Neste primeiro ato da mostra, de um total de quatro, a curadoria feita coletivamente entre Inhotim e IPEAFRO reuniu pinturas, desenhos, fotografias e instalações de ambas as instituições. Cada ato possui duração de cinco meses, desdobrados a partir de indagações postas à coleção do Museu de Arte Negra. O primeiro ato traz o diálogo entre as obras de Abdias, Tunga e o acervo do MAN, em um espaço que remete às origens do Inhotim: a Galeria Mata, situada próximo à Galeria True Rouge, uma das primeiras da instituição e que expõe de forma permanente a instalação de título homônimo de Tunga.
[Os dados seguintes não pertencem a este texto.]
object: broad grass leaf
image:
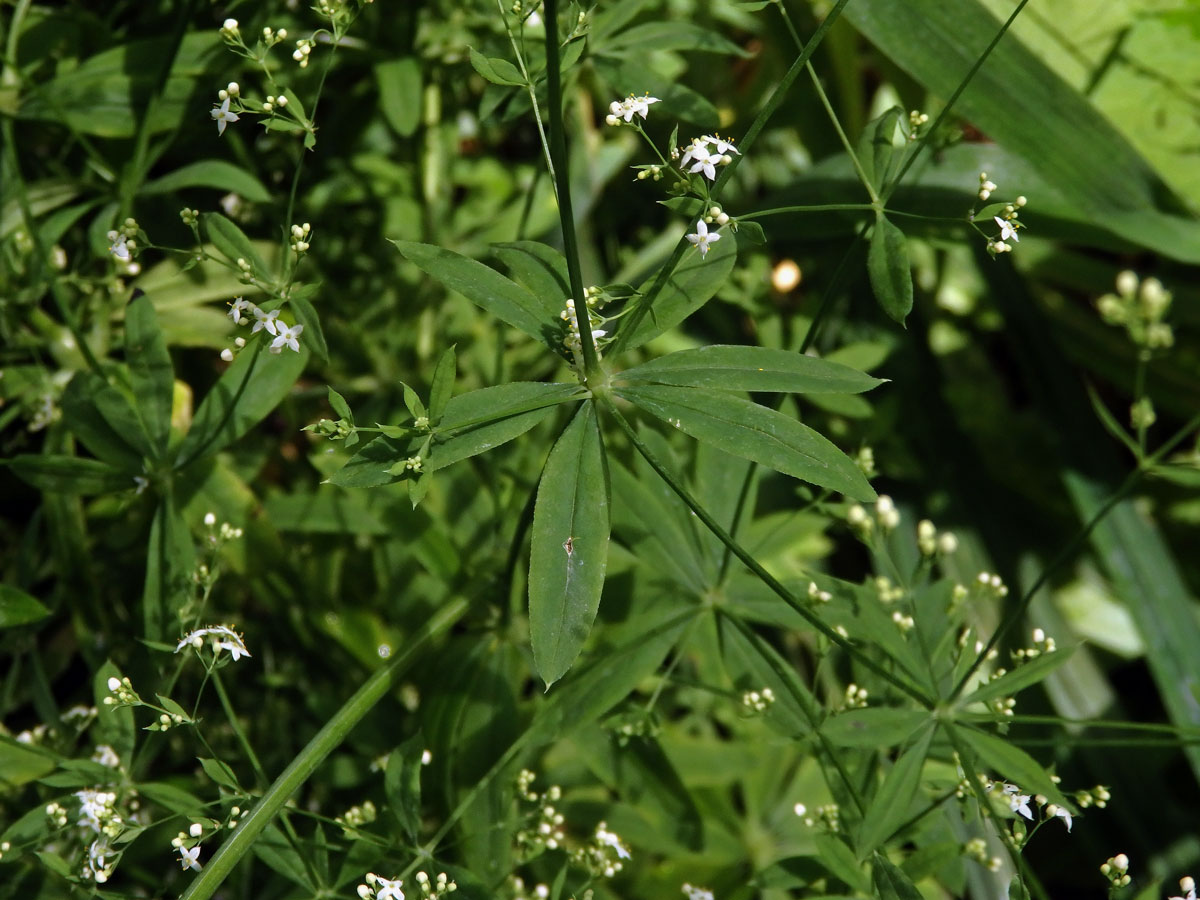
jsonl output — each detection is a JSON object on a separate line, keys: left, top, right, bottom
{"left": 614, "top": 383, "right": 875, "bottom": 501}
{"left": 176, "top": 340, "right": 308, "bottom": 466}
{"left": 393, "top": 240, "right": 560, "bottom": 348}
{"left": 963, "top": 646, "right": 1075, "bottom": 707}
{"left": 954, "top": 723, "right": 1068, "bottom": 806}
{"left": 873, "top": 853, "right": 924, "bottom": 900}
{"left": 615, "top": 231, "right": 736, "bottom": 352}
{"left": 375, "top": 56, "right": 422, "bottom": 137}
{"left": 868, "top": 212, "right": 912, "bottom": 325}
{"left": 844, "top": 0, "right": 1200, "bottom": 264}
{"left": 820, "top": 707, "right": 929, "bottom": 749}
{"left": 856, "top": 724, "right": 934, "bottom": 858}
{"left": 124, "top": 294, "right": 174, "bottom": 458}
{"left": 202, "top": 213, "right": 274, "bottom": 285}
{"left": 616, "top": 344, "right": 883, "bottom": 394}
{"left": 530, "top": 402, "right": 610, "bottom": 687}
{"left": 143, "top": 160, "right": 271, "bottom": 203}
{"left": 0, "top": 586, "right": 51, "bottom": 628}
{"left": 5, "top": 455, "right": 132, "bottom": 495}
Tunga é um dos artistas mais emblemáticos da coleção do Inhotim, com a Galeria Psicoativa e a obra Deleite, no local. Foi o primeiro artista contemporâneo e o primeiro brasileiro a ter uma obra exposta no icônico Museu do Louvre, em Paris. O pernambucano, da cidade de Palmares cresceu convivendo com Abdias, ele era filho de Gerardo Mello Mourão, poeta que, na década de 1930, fez parte da Santa Hermandad Orquídea ao lado de Abdias Nascimento e outros escritores. Foi Gerardo que indicou Abdias Nascimento pela primeira vez ao prêmio Nobel da Paz, em 1978.
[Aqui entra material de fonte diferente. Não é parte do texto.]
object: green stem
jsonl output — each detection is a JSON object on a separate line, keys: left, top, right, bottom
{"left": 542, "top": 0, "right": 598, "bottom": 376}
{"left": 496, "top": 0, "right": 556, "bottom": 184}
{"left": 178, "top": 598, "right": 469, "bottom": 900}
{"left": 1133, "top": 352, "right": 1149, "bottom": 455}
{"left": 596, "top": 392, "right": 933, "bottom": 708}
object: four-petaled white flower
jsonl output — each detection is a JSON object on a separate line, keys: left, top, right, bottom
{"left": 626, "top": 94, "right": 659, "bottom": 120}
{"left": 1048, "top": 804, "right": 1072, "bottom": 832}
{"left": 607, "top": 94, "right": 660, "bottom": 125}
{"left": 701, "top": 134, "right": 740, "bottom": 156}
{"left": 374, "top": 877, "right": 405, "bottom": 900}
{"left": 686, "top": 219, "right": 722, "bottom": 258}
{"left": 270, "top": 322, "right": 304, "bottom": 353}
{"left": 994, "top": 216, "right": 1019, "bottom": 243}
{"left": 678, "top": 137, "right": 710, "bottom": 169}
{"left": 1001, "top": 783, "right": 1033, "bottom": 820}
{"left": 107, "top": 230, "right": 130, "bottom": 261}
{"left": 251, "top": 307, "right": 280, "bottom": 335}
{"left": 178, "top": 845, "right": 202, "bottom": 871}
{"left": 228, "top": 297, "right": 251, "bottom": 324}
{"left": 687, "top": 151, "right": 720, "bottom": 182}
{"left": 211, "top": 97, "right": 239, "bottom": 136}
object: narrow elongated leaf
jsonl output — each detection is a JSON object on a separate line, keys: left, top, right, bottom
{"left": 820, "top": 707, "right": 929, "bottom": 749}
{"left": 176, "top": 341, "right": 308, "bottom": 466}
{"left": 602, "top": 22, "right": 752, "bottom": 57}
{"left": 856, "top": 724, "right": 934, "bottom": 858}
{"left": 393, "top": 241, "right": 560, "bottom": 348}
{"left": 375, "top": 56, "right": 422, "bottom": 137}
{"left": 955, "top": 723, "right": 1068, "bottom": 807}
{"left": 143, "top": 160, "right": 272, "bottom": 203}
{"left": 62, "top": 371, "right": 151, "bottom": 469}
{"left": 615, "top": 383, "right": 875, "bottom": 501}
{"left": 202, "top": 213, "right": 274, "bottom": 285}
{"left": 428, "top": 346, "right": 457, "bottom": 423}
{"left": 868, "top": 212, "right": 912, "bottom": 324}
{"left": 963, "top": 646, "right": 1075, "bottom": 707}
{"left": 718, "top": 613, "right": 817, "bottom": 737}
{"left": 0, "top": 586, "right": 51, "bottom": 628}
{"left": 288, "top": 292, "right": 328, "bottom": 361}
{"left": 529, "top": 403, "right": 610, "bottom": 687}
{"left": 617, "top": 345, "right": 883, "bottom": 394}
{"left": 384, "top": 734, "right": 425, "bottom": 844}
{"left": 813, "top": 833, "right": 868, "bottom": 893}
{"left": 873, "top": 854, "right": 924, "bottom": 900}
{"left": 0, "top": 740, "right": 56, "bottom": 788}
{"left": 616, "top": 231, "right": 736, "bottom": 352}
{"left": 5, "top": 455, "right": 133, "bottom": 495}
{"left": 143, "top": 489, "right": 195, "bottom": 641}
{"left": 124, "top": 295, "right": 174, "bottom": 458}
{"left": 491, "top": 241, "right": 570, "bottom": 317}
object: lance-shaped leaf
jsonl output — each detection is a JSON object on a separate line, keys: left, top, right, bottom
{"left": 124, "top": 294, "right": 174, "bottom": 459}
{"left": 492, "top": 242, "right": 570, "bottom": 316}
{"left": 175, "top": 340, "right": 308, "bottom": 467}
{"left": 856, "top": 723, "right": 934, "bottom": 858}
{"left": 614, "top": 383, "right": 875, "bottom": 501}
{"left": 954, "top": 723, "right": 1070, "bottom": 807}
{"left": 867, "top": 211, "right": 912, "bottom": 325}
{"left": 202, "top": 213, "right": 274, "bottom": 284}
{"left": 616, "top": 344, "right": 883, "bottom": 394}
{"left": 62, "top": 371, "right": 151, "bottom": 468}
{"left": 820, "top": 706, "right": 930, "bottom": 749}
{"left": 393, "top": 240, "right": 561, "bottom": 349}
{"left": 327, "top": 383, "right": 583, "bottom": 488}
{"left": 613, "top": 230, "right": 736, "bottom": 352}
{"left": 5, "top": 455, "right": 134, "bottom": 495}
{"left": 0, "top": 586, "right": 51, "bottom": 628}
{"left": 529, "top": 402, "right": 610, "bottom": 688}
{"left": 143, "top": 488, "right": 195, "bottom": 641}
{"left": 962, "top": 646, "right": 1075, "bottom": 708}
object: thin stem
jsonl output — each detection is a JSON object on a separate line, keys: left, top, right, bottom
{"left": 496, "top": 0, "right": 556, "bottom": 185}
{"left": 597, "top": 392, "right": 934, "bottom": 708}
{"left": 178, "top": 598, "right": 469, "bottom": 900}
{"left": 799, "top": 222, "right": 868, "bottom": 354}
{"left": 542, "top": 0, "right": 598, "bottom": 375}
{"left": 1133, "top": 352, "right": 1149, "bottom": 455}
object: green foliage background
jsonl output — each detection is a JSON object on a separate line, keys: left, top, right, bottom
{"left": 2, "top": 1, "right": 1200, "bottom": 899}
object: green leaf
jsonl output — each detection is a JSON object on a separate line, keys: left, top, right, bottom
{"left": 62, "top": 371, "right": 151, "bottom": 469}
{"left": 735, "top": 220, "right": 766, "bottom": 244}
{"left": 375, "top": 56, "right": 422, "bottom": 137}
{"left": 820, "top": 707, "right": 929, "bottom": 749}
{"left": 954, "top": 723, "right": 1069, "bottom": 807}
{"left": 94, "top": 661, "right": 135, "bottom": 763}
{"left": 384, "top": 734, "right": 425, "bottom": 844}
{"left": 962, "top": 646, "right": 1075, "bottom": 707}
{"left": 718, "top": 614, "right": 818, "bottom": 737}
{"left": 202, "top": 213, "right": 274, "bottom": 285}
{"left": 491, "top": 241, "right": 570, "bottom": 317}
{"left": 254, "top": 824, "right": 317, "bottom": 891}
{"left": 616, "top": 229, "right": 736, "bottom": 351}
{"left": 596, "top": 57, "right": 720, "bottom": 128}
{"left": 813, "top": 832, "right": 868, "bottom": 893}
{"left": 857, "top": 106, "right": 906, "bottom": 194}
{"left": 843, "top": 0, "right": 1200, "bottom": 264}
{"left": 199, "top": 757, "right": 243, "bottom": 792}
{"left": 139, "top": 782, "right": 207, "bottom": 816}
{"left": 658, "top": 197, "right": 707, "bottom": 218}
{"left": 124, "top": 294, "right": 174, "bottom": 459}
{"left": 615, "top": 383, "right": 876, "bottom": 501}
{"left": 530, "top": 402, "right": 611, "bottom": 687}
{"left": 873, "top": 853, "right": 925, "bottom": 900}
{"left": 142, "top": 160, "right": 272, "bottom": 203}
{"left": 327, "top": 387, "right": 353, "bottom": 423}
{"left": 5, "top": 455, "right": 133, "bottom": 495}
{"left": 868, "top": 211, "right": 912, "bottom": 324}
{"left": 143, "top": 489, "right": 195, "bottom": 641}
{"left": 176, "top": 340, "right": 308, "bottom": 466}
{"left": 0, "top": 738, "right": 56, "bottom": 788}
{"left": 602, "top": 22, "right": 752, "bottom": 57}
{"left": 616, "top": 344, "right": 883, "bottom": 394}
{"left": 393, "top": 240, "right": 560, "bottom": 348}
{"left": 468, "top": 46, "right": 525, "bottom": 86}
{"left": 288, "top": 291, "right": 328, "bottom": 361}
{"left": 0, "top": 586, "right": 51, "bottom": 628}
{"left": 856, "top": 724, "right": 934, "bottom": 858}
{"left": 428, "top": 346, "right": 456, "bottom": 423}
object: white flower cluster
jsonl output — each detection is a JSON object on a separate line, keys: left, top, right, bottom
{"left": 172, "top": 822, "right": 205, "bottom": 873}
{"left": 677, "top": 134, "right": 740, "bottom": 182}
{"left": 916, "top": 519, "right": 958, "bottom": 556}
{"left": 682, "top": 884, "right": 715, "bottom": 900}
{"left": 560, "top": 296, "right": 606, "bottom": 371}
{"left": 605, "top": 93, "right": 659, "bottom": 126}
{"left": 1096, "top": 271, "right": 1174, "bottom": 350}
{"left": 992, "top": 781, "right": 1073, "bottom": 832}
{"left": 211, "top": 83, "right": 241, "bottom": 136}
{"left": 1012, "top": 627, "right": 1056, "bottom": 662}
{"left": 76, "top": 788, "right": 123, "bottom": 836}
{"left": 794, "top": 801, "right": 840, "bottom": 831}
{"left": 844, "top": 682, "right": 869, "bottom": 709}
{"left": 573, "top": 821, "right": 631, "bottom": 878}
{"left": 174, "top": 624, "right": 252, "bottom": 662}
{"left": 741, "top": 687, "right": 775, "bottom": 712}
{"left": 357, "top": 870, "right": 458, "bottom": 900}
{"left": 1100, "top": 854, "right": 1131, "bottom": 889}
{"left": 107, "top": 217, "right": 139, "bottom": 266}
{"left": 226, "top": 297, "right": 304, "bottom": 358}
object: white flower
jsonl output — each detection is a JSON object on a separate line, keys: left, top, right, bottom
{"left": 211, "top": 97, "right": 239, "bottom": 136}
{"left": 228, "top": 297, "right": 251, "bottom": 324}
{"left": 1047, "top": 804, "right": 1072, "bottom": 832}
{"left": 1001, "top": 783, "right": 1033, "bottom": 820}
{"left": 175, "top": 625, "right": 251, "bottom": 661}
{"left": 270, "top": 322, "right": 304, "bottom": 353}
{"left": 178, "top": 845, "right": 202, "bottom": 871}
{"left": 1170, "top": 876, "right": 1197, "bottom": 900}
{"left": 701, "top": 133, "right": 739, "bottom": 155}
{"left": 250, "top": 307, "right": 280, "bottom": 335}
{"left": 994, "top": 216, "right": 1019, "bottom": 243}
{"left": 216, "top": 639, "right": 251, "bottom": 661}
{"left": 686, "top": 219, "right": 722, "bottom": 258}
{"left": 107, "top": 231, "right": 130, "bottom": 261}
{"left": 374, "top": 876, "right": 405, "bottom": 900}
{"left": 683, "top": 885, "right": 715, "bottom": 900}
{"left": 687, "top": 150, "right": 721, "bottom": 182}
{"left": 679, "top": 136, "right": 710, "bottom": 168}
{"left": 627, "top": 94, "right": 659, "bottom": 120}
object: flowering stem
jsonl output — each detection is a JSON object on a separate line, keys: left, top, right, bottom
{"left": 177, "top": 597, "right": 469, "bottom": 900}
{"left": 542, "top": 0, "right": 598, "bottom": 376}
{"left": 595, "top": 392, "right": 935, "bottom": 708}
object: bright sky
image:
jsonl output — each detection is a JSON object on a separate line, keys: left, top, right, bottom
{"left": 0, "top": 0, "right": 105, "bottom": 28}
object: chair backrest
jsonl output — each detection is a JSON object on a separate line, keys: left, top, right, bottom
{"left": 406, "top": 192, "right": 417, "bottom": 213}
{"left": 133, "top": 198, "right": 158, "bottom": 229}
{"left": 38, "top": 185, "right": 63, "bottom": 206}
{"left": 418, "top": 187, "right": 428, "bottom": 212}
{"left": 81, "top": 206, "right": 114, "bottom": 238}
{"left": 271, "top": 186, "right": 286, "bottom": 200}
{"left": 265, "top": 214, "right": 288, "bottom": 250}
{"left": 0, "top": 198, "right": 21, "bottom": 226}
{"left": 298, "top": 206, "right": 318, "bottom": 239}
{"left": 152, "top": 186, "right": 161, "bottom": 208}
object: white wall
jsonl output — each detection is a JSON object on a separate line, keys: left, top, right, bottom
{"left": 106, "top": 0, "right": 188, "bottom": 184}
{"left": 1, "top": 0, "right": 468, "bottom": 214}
Abdias é determinante para compreender a história do povo negro no Brasil, se envolveu em várias frentes do Movimento Negro, que vão da arte à política. Subiu a Serra da Barriga incontáveis vezes, e muito contribuiu para fazer do dia 20 de Novembro, o dia Nacional da Consciência Negra. Abdias fez e faz o negro brasileiro acreditar, quando ainda não se falava sobre “representatividade”, ele impôs a nossa presença em todos os espaços, sobretudo nos espaços de poder. Certamente foi um homem à frente do seu tempo. E ainda hoje, segue nos inspirando. Através do IPEAFRO, segue garantindo acesso a população preta e pobre deste país à arte e à cultura.
Fazer parte deste momento histórico, que tem tanto valor para arte negra brasileira, sobretudo em momento de tamanha polarização e desigualdade social é profundamente inspirador. O IPEAFRO e o Inhotim se uniram não somente para manter vivo o legado e a arte de Abdias, mas como afirmou Júlio Menezes, a ideia é transformar o espaço em um quilombo. E assim garantir acesso à população negra e da periferia, que não tem oportunidade de frequentar esses espaços. Enquanto mulher negra e militante do movimento negro e feminista, me sinto privilegiada por ter conhecido Abdias pessoalmente, e por ser neta de Mãe Hilda Jitolu, que subiu a Serra da Barriga ao lado dele, para lutar juntos por igualdade e respeito. Que possamos seguir seus passos, e fazer seus nomes chegarem às próximas gerações.